All of this may start to gain some clarity in the coming weeks. As some corporate leaders are considering extended work-from-home scenarios, 30-60-90 days or longer, than that dictated by local governments, we very well could see a shift. Individuals significantly struggling with heightened stressors may likely maintain elevated stress levels after government lockdowns subside. They will not immediately go back to a normal baseline. To receive guidance from their employers that they won’t be returning to the office may extend their stressors and result in a realignment to a new target. The underlying assumption that a recession is coming and reductions in force are likely over the next 12 months does not help the situation either. So now these individuals begin to possibly align their grievances with a new group – their corporate leadership.
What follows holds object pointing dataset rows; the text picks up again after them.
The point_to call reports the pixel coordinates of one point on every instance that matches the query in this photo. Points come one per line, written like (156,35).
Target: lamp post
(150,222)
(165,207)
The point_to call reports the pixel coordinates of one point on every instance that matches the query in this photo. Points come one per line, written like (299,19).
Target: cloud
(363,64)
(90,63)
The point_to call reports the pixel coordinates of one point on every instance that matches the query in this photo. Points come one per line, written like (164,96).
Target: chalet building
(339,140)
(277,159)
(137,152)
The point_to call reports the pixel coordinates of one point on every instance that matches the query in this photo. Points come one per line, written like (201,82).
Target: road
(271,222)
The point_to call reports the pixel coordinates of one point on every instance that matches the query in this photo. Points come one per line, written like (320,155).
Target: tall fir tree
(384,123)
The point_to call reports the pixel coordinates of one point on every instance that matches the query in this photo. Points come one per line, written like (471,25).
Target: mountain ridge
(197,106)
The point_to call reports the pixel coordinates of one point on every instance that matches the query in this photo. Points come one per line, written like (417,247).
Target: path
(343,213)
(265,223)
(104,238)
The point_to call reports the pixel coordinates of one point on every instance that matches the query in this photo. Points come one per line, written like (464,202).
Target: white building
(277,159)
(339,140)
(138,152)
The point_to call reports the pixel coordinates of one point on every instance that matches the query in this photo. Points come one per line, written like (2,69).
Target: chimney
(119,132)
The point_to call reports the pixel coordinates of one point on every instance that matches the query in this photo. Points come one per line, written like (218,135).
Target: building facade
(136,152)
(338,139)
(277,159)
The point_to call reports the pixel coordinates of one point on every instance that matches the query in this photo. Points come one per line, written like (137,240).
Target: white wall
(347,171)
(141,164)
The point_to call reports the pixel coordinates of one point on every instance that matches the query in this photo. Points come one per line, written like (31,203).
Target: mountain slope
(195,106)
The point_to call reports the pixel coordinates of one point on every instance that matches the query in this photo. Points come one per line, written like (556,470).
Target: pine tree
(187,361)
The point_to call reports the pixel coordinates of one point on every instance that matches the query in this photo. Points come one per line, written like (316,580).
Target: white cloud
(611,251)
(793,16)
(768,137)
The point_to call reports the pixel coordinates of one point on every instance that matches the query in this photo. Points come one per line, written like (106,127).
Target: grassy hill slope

All these potential scenarios are going to have an impact on how employers manage their employee base in the coming months. Company executives and the Threat Assessment team need to begin thinking through these situations and formulating strategies to prepare for the potential of a heightened level of risk. For AT-RISK International, we have encouraged companies to take on aggressive approaches to employee engagement before the threshold of stress overcomes individual coping capabilities. We strongly suggest companies take the following steps in the next few weeks and anticipate these efforts will be long lasting, at least into this time 2021:

  1. Increase the frequency of meetings with your Threat Assessment team. These meetings should include briefings from Human Resources, Finance, and Security on organization-wide changes that may occur such as work-from-home policies and classes of employees impacted, along with planned reductions in force, even if hypothetical
  2. Increase the outreach and collaboration between the C-Suite, Executive Protection, Protective Intelligence, and the Threat Assessment teams. These individuals must be in synch to detect early shifts in manners of communication and engagement with the public and employee base. Engaging with the Communications department may also assist with pulse checks on general sentiments towards leadership
  3. Lastly, even if you are a small to mid-size organization and don’t have the above teams, figure out now how to build a framework to help ensure you are capturing employee behavioral data beyond just the expression of threats, but performance and general proclamation of dissatisfaction. If need be, engage a third-party consultancy to develop or manage these programs

At this point in time, the future is foggy at best and the current state we are in can be overwhelming for people that cannot see the end soon enough. And even when that end comes, uncertainly and job in-security will prevail for at least the next year. Let us collectively take the steps now to reduce the risk of violence or harm in the workplace, so we are not reporting in 2021 about significantly elevated workplace violence statistics.